[Tissue selectivity of calcium channel blockers].

Abstract

Calcium channel blockers are also termed calcium antagonists or calcium entry blockers. The use of calcium antagonists for the management of hypertension is well established. Their control of vascular tone is related to their interaction with the alpha 1 subunit of L-type calcium channels. This interaction is not simple since prolonged depolarisation promotes the inactivated state of the channels resulting in a change of affinity which is different for various molecules so far considered. The isoforms of alpha 1 subunits and the duration of the stimulus required to activate heart or vessels are important parameters to be considered with the nature of the molecule. Those parameters influence the vascular selectivity which is quantified as the ratio of the concentrations required to reduce by 50% the contraction of heart and of vessels. This selectivity is an important component in the therapeutic action.
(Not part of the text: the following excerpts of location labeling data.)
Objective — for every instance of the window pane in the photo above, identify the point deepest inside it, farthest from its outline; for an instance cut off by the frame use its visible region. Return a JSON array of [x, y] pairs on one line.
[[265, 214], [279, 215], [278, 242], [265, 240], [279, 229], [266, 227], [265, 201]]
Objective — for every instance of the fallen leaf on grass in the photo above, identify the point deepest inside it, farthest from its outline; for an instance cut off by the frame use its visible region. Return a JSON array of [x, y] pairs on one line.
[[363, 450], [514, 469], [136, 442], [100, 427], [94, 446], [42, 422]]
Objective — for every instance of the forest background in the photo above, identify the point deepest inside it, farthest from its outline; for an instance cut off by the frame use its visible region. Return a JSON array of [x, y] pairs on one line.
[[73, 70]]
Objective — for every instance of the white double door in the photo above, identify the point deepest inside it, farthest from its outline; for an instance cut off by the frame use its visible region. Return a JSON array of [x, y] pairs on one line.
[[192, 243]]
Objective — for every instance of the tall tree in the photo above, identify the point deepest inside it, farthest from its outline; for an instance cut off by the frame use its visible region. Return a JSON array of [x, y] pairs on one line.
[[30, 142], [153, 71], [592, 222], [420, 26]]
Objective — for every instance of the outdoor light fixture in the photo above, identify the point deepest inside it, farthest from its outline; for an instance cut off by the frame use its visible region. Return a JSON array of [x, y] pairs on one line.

Another component of this action is the prevention of structural changes noted in heart and arteries. As well as lowering blood pressure, calcium channel blockers have also been found to exert blood pressure independent effects. For instance, they reduce cardiac and vascular hypertrophy and avoid renal damage. In the stroke-prone rat, such protective effects are accompanied by reduction of the salt-dependent overexpression of the gene of endothelin-1 and of fetal genes associated with cardiac hypertrophy. This paper summarizes available information about those components and discuss their significance.